Александр Власович тяжело вздыхает.
– Заховал я свою долю под ванну на квартире у брата. Только он, гражданин следователь, об этом ни слухом ни духом. Узнал бы – голову открутил мне! Старший он у нас в семье, строгий. Всю жизнь за отца был. Школу сам не окончил, все нас в люди вывести хотел. Я и подумал, что у него безопасно деньги эти хранить...
Старшего Ванилкина я помню – самостоятельный мужчина. Ростом с брата, только еще пошире в плечах, поуверенней в движениях. Чувствуется, что человек привык быть главным в семье. На вопросы отвечал не сразу, обдумывал каждое слово, чтобы нельзя было истолковать двояко. И только, узнав о преступлении брата, на секунду вышел из себя. Попадись ему в ту минуту наш «баскетболист», худо бы ему пришлось. А теперь хочешь не хочешь тень падает и на него. Понятно, все выяснится, но версию о его причастности придется все же проверить.

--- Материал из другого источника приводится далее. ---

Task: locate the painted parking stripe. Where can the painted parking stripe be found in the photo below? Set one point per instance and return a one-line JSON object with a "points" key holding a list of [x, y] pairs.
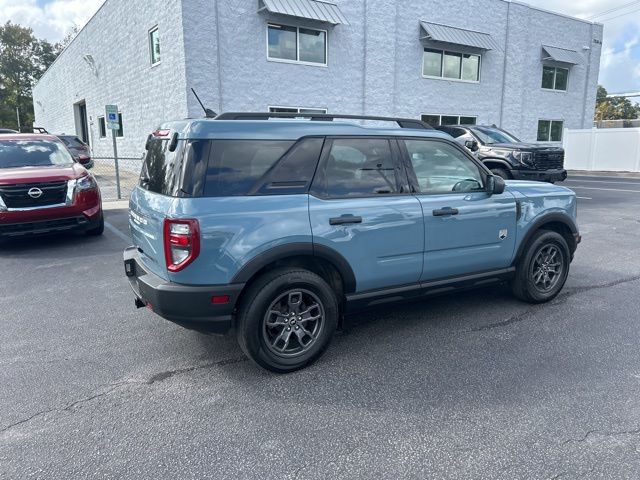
{"points": [[117, 232], [603, 181], [605, 189]]}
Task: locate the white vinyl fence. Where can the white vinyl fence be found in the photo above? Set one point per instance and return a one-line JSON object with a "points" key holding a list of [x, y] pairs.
{"points": [[603, 149]]}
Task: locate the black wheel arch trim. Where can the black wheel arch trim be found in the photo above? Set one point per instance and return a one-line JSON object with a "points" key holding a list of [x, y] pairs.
{"points": [[282, 252], [540, 222]]}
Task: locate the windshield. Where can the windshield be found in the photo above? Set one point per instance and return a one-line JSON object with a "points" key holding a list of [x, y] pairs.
{"points": [[488, 135], [33, 153]]}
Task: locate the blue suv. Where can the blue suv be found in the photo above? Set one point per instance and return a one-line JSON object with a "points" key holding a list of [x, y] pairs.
{"points": [[275, 229]]}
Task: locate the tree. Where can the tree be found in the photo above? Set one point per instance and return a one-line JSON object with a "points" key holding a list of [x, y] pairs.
{"points": [[23, 59], [614, 108]]}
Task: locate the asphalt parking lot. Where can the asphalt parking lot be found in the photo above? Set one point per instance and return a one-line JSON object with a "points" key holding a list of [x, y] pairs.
{"points": [[477, 385]]}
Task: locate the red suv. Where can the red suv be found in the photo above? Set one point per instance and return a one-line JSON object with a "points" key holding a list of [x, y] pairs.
{"points": [[42, 188]]}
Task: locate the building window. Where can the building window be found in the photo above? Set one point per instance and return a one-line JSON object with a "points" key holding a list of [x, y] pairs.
{"points": [[437, 120], [555, 78], [102, 127], [154, 45], [120, 131], [550, 130], [296, 45], [451, 65], [296, 110]]}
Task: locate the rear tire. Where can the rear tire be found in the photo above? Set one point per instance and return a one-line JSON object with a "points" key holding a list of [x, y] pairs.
{"points": [[501, 172], [97, 230], [287, 319], [543, 268]]}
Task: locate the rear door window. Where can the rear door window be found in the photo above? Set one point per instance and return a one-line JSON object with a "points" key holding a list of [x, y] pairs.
{"points": [[235, 166], [358, 167]]}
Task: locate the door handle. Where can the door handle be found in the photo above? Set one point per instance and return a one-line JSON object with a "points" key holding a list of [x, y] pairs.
{"points": [[441, 212], [345, 220]]}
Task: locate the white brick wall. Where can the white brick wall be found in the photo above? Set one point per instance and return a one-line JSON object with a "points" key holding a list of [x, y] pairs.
{"points": [[117, 39], [374, 65]]}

– Итак, вы спрятали деньги, закончив свои коммерческие операции, и поехали развлекаться?
– Сначала слетали в Ленинград. Никогда там до этого не приходилось бывать. А потом на юг. В Гагры. Неделю побыли в Адлере. В ноябре возвратился на Чукотку. Если надо, гражданин следователь, могу опознать преступников, покупавших металл. Запишите, что готов оказать следствию помощь в меру своих сил и возможностей!
Похоже, эту фразу Александр Власович подготовил заранее: выпалил он ее на одном дыхании.
– Это мы учтем, Ванилкин, и в случае необходимости вызовем вас. А пока распишитесь на протоколе допроса... И вот еще что, Александр Власович. Как же это у вас золото увели? Четыре килограмма все-таки!
– Э, гражданин начальник! Сам голову ломаю... Так ведь мастера – они всюду водятся. На минуту, может, и зазевался, хоть от саквояжа вроде и не отходил. Сперли, чего теперь говорить...
Пока Ванилкин старательно расписывается на каждой странице допроса, я в душе ликую: наконец-то лед тронулся, господа присяжные заседатели!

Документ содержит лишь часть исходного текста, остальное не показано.